Faremmo presto a liquidare la logica di questa parabola evangelica giudicando male o provando antipatia per il servo
che ha ricevuto un solo talento. Come se questo servo fosse un poverino che ha ricevuto meno doni dalla vita. Per
evitare questa falsa impressione, l’evangelista Luca corregge la parabola di Matteo: tutti e tre i servi hanno ricevuto la
stessa somma, una moneta d’oro a testa. La vita è la moneta d’oro, e tutti ne abbiamo la stessa parte.
Quindi il problema non è avere ricevuto più o meno talenti, anche se è vero che non siamo tutti uguali, e il talento di
ognuno è diverso dall’altro. Il vero problema è il timore di Dio.

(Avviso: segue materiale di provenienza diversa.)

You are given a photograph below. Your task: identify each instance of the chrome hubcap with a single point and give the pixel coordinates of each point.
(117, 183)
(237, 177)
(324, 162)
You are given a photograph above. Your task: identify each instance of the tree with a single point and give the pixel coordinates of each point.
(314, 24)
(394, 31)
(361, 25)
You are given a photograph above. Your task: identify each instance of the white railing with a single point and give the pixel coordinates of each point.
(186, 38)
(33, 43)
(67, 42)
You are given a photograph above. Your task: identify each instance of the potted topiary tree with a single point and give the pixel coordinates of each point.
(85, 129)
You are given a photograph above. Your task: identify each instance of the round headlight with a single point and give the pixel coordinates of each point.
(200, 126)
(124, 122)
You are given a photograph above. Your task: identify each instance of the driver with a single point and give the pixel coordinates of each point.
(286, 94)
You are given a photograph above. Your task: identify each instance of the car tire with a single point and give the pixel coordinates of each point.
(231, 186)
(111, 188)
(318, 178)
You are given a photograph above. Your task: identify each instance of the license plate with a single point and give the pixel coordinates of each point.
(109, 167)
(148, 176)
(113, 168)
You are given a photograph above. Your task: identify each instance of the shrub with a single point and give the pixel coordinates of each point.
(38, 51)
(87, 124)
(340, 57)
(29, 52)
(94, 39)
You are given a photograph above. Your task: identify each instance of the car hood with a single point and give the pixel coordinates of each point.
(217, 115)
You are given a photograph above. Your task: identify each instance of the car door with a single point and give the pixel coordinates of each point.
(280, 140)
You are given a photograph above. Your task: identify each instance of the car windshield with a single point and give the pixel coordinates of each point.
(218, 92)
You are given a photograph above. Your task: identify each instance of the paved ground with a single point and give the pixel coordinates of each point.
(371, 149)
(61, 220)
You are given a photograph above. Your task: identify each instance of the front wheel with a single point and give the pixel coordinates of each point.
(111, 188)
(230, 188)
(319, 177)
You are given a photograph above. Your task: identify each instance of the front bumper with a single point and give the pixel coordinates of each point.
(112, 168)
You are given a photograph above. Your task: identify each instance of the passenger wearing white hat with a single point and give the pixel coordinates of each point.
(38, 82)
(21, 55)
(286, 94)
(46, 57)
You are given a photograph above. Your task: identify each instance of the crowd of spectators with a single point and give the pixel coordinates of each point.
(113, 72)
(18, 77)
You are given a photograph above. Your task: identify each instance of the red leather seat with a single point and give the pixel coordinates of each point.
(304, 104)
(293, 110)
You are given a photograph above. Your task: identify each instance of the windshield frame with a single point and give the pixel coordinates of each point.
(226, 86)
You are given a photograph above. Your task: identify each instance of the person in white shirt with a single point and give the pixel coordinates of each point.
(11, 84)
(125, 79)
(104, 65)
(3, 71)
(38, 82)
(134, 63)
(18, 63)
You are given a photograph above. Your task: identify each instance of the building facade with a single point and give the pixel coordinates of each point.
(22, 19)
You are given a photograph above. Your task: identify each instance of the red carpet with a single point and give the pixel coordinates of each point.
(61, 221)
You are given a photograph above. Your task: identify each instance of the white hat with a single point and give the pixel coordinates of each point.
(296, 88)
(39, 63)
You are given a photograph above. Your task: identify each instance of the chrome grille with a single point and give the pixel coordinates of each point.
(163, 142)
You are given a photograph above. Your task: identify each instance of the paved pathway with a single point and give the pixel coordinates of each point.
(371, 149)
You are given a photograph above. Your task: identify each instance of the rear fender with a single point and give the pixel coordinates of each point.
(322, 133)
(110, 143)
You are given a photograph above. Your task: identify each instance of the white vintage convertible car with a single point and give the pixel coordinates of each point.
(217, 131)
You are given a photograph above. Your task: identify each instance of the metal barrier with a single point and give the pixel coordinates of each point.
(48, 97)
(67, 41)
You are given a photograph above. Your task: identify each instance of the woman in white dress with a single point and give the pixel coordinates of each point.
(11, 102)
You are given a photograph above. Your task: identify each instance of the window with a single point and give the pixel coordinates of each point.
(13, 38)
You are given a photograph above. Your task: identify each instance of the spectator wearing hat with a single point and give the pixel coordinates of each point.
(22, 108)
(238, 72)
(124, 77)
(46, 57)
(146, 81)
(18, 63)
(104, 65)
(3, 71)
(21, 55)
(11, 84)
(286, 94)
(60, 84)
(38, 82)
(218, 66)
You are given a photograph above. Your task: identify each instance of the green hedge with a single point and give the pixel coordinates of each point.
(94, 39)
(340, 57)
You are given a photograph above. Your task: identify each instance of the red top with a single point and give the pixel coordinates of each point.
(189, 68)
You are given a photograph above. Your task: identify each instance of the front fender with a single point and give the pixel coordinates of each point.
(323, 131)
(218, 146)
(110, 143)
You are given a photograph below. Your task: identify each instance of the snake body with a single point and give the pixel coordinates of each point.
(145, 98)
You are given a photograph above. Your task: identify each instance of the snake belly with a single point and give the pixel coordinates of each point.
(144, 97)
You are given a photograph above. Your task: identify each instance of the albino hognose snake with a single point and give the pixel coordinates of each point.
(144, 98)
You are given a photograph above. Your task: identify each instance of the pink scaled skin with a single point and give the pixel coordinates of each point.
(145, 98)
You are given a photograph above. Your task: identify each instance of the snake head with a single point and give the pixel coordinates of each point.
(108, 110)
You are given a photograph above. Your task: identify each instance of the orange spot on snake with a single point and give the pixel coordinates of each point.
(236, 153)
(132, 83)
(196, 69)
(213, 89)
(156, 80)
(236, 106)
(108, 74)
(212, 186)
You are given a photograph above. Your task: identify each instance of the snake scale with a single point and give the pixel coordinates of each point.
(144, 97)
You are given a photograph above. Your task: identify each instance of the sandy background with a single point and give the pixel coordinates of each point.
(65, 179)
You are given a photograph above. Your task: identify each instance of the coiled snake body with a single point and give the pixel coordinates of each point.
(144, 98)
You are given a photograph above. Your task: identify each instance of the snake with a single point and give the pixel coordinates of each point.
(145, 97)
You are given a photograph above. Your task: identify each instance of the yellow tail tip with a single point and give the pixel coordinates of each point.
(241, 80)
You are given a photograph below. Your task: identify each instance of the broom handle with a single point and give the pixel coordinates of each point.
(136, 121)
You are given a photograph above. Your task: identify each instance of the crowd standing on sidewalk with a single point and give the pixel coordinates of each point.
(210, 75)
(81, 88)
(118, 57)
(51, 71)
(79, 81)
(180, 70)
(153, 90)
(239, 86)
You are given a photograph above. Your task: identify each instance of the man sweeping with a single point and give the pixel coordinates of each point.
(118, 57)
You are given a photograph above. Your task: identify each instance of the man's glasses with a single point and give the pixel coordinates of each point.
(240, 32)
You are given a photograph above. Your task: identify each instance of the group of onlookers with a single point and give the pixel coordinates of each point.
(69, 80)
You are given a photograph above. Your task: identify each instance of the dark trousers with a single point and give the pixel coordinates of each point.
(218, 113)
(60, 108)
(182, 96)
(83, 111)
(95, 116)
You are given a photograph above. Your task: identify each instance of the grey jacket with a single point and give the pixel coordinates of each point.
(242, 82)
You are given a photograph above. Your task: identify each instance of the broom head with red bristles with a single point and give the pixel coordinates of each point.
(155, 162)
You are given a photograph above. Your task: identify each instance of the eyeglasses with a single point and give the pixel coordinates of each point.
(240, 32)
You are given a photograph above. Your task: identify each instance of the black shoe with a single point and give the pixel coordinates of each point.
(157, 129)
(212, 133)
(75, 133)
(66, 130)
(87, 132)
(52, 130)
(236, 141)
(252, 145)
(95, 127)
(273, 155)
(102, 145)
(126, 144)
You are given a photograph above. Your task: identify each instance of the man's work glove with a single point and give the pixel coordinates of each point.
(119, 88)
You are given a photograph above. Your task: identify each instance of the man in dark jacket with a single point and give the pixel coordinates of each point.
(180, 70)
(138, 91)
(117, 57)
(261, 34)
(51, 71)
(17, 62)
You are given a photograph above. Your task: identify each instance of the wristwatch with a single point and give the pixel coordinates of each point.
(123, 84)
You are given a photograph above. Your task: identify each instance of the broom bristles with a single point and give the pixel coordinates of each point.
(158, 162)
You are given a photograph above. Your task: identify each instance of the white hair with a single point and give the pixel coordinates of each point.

Perché c’è un timore giusto, necessario, e un timore
sbagliato, che di fatto è una paura. “Timore di Dio”, nella Bibbia, indica pressappoco quello che noi oggi intendiamo
con “senso religioso”, perché questo o altri possibili equivalenti sono ignorati dal linguaggio biblico. È un sentimento
grande, indispensabile, che dipende dal porre tutta la nostra vita sotto lo sguardo di Dio.
Appunto, quale sguardo? È benevolo o severo, esigente o provvidenziale? È sinonimo di cura affettuosa o di impietoso
rigore? Qui sta la differenza tra i primi due e il terzo servo della parabola. Nei primi due servi il sapersi sotto lo
sguardo di Dio mobilita una responsabilità, motiva un’attività fruttuosa. Nel terzo servo è la paralisi. Credendo
che il padrone sia “duro”, inflessibile, egli pensa solo a salvare la faccia, a non fare brutta figura, a restituire qualcosa di
cui non ha percepito il dono: “Eccoti il tuo”. In realtà lo accusa addirittura di essere ingiusto, di mietere dove non ha
neppure seminato, il che non è vero perché il denaro è stato precisamente il seme di vita che gli è stato elargito.
Ora, queste due possibilità riguardano ciascuno di noi. Ciascuno può essere un servo buono o un servo cattivo, non
importa quanto gli è stato affidato. In ogni caso siamo servi, e dobbiamo avere timore di Dio. Dobbiamo essere
sollecitati a prenderci delle responsabilità, ad assumerci dei rischi “con timore e tremore”, ma senza essere presi dal
panico. Del giusto timore, quello che ci spinge a lavorare per gli altri e non solo a conservare per noi stessi, i maestri
ebrei dicono che “è un buon segno, nell’uomo, il timore: vuol dire che i suoi padri sono stati sul Sinai”. Vuol dire che
hanno conosciuto un Dio giusto e misericordioso.